Die Stadtverwaltung prüft, ob der Lastenverkehr auf der Deller Straße nicht umgeleitet werden kann.

Von Anja Kriskofski

Solingen. Seit Monaten klagen die Anwohner von Deller Straße, Demmeltrather Straße und Albertus-Magnus-Straße über den zunehmenden Lkw-Verkehr. Bei einem Vor-Ort-Termin im Oktober schilderten sie dem ST bereits die Probleme. Am Montag befasste sich die Bezirksvertretung Wald mit dem Thema. Ergebnis: Die Stadtverwaltung soll prüfen, ob der Lastverkehr nicht durch ein nahe gelegenes Gewerbegebiet geleitet werden könnte.

In der Sitzung berichteten gleich mehrere Bürger, wie sich ihre Wohnsituation verändert habe. „Wir fühlen uns in unserer Lebensqualität sehr beeinträchtigt“, erklärte ein Walder. Durch ein neu angesiedeltes Bauunternehmen seien täglich weit mehr als 60 Lkw auf der Deller Straße und umliegenden Straßen unterwegs. „Dafür sind die Straßen nicht ausgelegt.“ Hinzu komme eine Gefährdung der Kinder.
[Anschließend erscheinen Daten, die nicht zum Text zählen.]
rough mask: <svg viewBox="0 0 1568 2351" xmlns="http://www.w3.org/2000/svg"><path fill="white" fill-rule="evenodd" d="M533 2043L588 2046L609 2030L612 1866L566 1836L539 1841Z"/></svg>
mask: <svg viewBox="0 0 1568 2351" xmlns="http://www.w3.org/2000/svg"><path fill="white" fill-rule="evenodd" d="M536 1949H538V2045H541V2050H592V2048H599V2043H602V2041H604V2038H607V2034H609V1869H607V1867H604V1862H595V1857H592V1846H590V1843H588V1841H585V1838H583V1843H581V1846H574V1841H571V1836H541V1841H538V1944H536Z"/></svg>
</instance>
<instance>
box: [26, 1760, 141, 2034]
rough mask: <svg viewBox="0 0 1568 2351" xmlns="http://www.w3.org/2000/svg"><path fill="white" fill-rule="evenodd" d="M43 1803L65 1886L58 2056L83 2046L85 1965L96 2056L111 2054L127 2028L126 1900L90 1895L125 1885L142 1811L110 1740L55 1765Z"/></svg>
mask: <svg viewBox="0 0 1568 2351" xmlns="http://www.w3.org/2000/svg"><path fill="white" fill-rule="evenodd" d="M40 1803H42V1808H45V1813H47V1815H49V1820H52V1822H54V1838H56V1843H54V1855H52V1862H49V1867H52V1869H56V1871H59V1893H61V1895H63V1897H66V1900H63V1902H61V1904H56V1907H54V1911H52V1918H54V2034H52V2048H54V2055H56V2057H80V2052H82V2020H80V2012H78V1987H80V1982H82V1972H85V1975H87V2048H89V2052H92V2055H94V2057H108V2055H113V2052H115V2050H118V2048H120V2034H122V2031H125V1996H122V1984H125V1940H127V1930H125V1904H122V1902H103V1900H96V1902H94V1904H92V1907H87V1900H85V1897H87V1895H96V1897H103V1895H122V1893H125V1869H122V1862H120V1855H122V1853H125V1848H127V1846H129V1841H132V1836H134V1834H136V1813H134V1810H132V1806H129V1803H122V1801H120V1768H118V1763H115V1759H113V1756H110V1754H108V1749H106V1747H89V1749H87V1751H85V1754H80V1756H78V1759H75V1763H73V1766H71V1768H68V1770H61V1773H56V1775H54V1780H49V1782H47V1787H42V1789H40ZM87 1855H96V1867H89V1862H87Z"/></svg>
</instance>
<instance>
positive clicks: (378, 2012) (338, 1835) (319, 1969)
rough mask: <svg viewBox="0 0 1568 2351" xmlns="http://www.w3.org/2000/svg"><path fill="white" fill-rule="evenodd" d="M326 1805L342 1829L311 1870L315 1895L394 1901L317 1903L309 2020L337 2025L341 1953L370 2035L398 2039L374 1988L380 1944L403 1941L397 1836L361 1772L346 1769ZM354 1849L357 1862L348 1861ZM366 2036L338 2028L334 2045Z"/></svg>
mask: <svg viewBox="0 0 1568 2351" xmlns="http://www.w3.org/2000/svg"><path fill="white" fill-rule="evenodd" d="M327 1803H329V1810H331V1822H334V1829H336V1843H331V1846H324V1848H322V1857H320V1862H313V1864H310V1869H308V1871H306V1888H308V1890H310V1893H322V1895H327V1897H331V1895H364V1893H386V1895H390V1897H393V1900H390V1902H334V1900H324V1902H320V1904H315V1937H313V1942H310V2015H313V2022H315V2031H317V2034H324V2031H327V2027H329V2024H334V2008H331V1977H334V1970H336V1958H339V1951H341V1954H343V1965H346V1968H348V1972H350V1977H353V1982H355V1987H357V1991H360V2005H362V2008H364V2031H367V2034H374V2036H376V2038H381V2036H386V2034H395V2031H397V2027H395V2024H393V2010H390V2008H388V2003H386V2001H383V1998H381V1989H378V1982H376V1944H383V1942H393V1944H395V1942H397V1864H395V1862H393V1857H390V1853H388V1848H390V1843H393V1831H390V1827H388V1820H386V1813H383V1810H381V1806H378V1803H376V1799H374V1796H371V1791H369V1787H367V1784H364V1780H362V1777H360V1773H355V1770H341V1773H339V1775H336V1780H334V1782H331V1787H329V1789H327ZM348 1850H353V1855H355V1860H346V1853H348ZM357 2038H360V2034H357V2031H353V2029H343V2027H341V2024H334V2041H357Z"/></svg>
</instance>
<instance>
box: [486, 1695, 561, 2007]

Solingen: „Anwohner-frei“-Schild soll auf den Prüfstand

Auch die Parksituation sei unerträglich, ergänzte eine Anwohnerin. An der Erika-Rothstein-Schule sei eine Bushaltestelle für die Schüler eingerichtet worden. Parkplätze fielen weg. „Die Lkw können dadurch noch zügiger fahren“, bestätigte ein weiterer Anlieger. „Tempo 30 wird zu 80 Prozent nicht eingehalten.“

Die Bezirksvertreter stimmten nun einstimmig einem Prüfantrag zu. Die Stadtverwaltung soll untersuchen, ob das angesiedelte Gewerbe in dem Gebiet rechtlich zulässig ist. Zudem soll eine Verkehrszählung durchgeführt werden.
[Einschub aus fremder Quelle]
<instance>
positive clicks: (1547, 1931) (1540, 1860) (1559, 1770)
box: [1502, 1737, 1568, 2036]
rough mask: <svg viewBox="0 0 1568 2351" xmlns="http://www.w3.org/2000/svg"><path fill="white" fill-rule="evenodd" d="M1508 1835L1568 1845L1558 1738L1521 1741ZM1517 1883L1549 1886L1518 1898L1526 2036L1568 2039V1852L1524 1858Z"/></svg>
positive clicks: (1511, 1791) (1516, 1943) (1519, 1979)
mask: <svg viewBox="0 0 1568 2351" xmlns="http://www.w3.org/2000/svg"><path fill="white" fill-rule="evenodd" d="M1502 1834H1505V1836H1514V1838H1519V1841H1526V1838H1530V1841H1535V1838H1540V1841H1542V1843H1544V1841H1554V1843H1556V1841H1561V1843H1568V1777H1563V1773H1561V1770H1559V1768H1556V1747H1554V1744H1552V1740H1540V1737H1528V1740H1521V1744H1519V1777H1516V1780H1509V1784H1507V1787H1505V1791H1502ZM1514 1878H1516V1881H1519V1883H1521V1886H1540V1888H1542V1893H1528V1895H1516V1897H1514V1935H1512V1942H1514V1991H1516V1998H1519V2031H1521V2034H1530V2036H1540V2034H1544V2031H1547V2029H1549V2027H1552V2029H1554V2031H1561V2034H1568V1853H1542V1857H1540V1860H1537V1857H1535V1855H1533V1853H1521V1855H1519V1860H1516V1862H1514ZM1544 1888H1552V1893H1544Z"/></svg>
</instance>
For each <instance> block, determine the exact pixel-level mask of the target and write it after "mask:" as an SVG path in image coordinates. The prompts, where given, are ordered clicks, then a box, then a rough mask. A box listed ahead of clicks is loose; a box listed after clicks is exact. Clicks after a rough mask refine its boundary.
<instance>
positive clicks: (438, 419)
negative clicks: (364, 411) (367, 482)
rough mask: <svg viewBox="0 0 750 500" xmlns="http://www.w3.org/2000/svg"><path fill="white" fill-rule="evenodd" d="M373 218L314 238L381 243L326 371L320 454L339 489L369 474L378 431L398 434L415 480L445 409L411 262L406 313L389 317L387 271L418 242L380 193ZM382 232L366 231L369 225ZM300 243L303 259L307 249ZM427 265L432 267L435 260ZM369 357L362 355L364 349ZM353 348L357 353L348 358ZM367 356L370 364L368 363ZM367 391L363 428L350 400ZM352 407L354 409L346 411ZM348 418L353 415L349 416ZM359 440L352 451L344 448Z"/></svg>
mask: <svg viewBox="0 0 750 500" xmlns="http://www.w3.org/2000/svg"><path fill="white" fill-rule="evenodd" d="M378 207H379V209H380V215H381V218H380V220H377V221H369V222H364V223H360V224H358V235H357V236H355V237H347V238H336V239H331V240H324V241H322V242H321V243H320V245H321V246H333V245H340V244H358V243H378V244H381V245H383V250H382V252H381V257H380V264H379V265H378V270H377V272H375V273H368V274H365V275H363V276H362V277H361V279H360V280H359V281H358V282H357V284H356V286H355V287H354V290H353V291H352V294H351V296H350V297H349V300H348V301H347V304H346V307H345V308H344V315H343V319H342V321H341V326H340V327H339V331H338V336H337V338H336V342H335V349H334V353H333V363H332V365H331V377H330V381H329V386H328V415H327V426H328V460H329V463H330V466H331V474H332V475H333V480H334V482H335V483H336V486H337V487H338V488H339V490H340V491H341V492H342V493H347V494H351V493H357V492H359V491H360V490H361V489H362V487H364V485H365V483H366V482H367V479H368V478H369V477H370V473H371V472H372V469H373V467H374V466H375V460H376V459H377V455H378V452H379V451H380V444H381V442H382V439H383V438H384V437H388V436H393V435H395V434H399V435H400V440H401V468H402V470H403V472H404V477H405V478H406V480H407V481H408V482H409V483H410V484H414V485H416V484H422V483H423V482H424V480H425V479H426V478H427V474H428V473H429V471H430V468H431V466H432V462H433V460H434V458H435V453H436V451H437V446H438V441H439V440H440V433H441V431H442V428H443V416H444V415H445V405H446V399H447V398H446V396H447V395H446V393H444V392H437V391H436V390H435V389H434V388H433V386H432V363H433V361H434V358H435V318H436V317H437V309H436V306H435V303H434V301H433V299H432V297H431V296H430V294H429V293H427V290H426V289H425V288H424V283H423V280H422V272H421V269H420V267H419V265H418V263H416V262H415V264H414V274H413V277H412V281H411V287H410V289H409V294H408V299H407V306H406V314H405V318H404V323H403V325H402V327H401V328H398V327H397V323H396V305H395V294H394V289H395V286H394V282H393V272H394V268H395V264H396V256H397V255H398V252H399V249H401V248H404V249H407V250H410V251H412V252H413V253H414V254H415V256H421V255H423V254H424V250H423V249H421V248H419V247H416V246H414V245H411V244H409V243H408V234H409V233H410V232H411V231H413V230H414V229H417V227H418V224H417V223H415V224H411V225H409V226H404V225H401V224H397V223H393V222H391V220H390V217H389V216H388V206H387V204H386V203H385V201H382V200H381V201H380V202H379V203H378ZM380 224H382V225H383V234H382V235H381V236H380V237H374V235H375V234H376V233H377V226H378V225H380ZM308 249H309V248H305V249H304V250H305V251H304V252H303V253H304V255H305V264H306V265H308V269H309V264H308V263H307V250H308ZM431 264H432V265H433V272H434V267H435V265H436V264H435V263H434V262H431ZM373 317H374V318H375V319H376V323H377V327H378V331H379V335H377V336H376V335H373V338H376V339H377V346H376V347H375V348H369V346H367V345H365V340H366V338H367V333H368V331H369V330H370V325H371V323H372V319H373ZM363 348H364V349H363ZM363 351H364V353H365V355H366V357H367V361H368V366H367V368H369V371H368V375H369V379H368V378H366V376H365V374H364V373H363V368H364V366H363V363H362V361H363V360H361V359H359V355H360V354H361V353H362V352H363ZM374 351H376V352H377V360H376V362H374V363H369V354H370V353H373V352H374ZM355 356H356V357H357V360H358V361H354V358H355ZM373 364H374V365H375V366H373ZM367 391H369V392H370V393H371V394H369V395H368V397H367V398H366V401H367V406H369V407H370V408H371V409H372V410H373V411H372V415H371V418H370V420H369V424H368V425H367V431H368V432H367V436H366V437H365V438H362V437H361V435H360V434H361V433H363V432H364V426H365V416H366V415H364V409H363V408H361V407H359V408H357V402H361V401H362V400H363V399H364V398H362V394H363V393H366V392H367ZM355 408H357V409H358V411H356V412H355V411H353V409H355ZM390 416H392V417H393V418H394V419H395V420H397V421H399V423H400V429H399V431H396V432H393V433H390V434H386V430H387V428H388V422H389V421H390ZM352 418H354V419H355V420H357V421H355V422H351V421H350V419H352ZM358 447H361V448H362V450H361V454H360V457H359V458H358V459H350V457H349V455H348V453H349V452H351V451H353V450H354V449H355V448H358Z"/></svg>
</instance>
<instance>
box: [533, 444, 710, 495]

Geprüft werden soll auch, ob die Unterführung von der Deller Straße zur Stübbener Straße für den Lkw-Verkehr verbreitert werden könnte. Und: Ein „Anlieger-frei“-Schild am Fallerslebenweg soll weg. Lastwagen könnten dann von der Focher Straße aus über Schenkendorfstraße, Georgestraße, Straucher und Gräfrather Straße sowie Fallerslebenweg geleitetet werden. „Wenn das Schild nicht zwingend erforderlich ist, können wir es entfernen“, sagte Simon Jänig vom Mobilitätsmanagement. Weil die Einhaltung nicht zu kontrollieren sei, würden solche Schilder ohnehin nicht mehr aufgestellt, erklärte Andreas Salzmann von der Bezirksverwaltungsstelle.